Francis Ferrón

Personal information
- Full name: Francisco Jesús Ferrón Ruiz
- Date of birth: 5 February 1990 (age 36)
- Place of birth: Algeciras, Spain
- Height: 1.84 m (6 ft 1⁄2 in)
- Position: Forward

Team information
- Current team: St Joseph's
- Number: 9

Youth career
- Taraguilla

Senior career*
- Years: Team / Apps / (Gls)
- 2009–2010: Taraguilla / 20 / (18)
- 2010: Los Barrios / 4 / (0)
- 2010–2011: Taraguilla
- 2011–2012: Algeciras / 32 / (15)
- 2012–2013: Recreativo B / 30 / (18)
- 2013: Recreativo / 4 / (0)
- 2013–2014: Sant Andreu / 22 / (6)
- 2014: La Hoya Lorca / 18 / (8)
- 2014–2015: Alcoyano / 34 / (8)
- 2015–2016: Linares / 19 / (3)
- 2016: La Hoya Lorca / 18 / (5)
- 2016–2017: Linense / 32 / (6)
- 2017–2018: Marbella / 33 / (13)
- 2018–2019: Badajoz / 38 / (12)
- 2019–2022: San Fernando / 86 / (29)
- 2022–2023: Badajoz / 34 / (4)
- 2023–2024: Águilas / 32 / (6)
- 2024–2025: Minera / 18 / (3)
- 2025: La Unión Atlético / 14 / (4)
- 2025–2026: Malacitano / 27 / (4)
- 2026–: St Joseph's / 3 / (5)

= Francis Ferrón =

Spanish footballer

Francisco "Francis" Jesús Ferrón Ruiz (born 6 February 1990) is a Spanish footballer who plays for Gibraltar Football League club St Joseph's as a forward.

==Club career==
Born in Algeciras, Francis made his senior debuts with AD Taraguilla. In July 2010 he joined UD Los Barrios in Tercera División but left the club in October for personal reasons, and returned to his previous club shortly after.

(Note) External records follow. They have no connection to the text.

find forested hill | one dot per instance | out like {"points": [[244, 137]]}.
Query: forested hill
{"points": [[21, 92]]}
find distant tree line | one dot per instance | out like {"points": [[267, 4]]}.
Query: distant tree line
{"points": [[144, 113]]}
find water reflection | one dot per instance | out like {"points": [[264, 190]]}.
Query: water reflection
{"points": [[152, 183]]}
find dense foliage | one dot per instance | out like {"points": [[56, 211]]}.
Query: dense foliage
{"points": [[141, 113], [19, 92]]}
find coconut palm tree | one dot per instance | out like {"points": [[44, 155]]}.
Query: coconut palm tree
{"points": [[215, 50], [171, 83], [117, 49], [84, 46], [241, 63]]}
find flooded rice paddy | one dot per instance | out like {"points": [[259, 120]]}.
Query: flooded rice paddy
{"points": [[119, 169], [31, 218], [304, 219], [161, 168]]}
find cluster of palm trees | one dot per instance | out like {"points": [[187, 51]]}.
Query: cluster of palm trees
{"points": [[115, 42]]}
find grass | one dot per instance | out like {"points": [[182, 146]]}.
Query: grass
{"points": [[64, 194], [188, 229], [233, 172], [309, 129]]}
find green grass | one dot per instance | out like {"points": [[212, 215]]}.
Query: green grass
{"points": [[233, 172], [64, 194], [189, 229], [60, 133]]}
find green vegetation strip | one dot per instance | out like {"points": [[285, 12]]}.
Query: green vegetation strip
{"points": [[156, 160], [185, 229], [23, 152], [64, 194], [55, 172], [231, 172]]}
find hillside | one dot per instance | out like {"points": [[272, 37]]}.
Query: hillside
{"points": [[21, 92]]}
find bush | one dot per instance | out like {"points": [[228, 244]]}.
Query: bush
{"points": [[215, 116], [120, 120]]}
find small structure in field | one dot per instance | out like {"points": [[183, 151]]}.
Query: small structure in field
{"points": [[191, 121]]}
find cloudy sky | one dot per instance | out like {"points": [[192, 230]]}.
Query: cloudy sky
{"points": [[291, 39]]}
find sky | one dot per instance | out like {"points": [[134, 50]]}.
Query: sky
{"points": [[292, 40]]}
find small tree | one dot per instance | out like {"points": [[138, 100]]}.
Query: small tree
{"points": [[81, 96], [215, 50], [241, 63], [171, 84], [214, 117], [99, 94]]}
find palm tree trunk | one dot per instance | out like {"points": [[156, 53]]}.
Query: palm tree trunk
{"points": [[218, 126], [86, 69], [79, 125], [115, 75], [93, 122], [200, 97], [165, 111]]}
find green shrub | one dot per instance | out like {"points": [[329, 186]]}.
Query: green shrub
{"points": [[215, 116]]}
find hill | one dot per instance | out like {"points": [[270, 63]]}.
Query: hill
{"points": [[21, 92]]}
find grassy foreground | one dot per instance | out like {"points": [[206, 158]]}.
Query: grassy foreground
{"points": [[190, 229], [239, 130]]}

On 4 June 2011 Francis joined Algeciras CF, also in the fourth level. After scoring 15 goals for the Andalusians, he moved to Recreativo de Huelva, initially assigned to the reserves in the same division.

On 16 March 2013 Francis played his first match as a professional, coming on as a second-half substitute in a 1–3 home loss against Girona FC. He appeared in four matches (one start, 108 minutes of action) with the main squad during the campaign.

In July 2013 Francis signed with UE Sant Andreu, in Segunda División B; in January of the following year he moved to league rivals La Hoya Lorca CF, scoring eight goals for the latter in the season. On 5 July 2014 he signed for CD Alcoyano, still in the third division.

In July 2015, Francis signed with Linares Deportivo for a year, but left the following January and returned to his former club Lorca. On 13 July 2016 he joined Real Balompédica Linense, still in the third division.

On 19 June 2026, Ferrón joined St Joseph's.